The security of blockchain-based systems has attracted great interest in the research community following the initial financial success of Bitcoin. Several security notions for blockchain-based systems have been proposed, varying in degree of formality and applicability to real-world systems.

However, a major blind spot remains about the environment surrounding blockchain-based systems. This environment is typically assumed to be static (irresponsive to activities of the blockchain system). This is a sound starting point for security analysis while the stakes involved are small compared to the environment (i. e., the global economic and political system). However, if blockchain-based systems truly offer compelling advantages over legacy systems, they may eventually become the dominant form of organizing certain social choice problems. This "scale change" challenges the assumption that the blockchain-based system remains below the threshold of relevance for the parts of its environment that are vital for its security. One instance where this may already occur is the influence of mining puzzles on hardware design and electricity prices.

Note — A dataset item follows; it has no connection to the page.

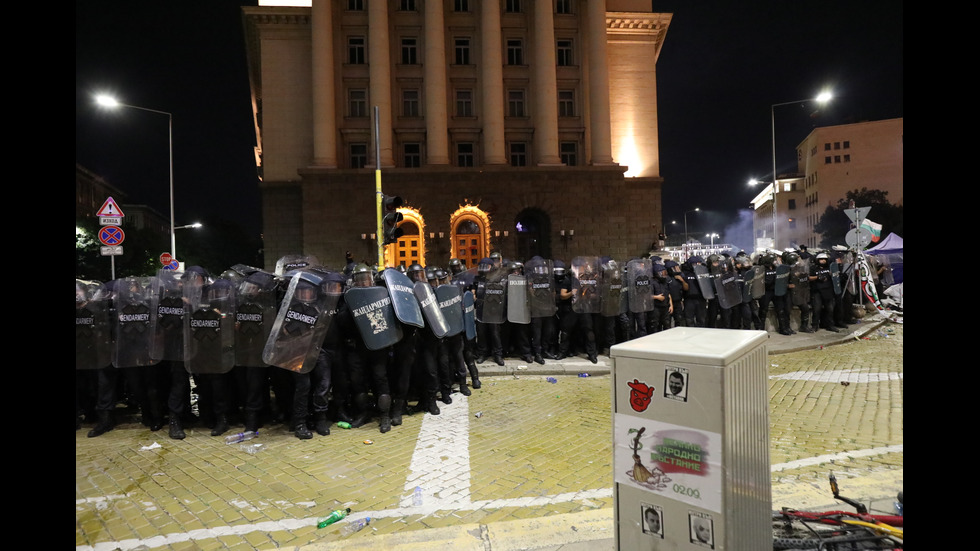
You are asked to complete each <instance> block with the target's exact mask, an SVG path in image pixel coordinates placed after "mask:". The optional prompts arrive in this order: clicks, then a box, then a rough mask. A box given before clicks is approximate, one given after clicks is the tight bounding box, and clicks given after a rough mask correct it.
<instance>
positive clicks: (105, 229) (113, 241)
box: [99, 226, 126, 247]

Specific questions are: - From micro-level to macro-level incentives: Bitcoin's ecosystem remains small relative to large multinational corporations. What happens to incentives when a cryptocurrency reaches a scale similar to large national economies? - Cryptographic agility: How does the ability to upgrade cryptographic algorithms might change in the future as cryptocurrency protocols become widely embedded in hardware and/or codified in the law? - Reciprocity effects on hardware design: How will the hardware industry be affected by the increasing importance of superior hardware for mining, and possibly trusted execution environments (TEE) in the future? - Mining economics at scale: How will mining economics change in the future, in particular, dynamics between miners at large-scale power consumption levels, with mass availability of cheap commodity mining hardware (including TEE-based), and with different incentives, e.g., in a high-valued fee-only revenue model. - Reconsidering non-monetary incentives: Can cryptocurrencies be resilient to disruptive nation-level attacks that are not due to monetary incentives? - Governance at scale: To date, cryptocurrencies largely rely on informal leadership from a small group of influential software developers. Can this be translated into a more democratic model? What does democratic control mean for a cryptocurrency when the demos is not clearly defined?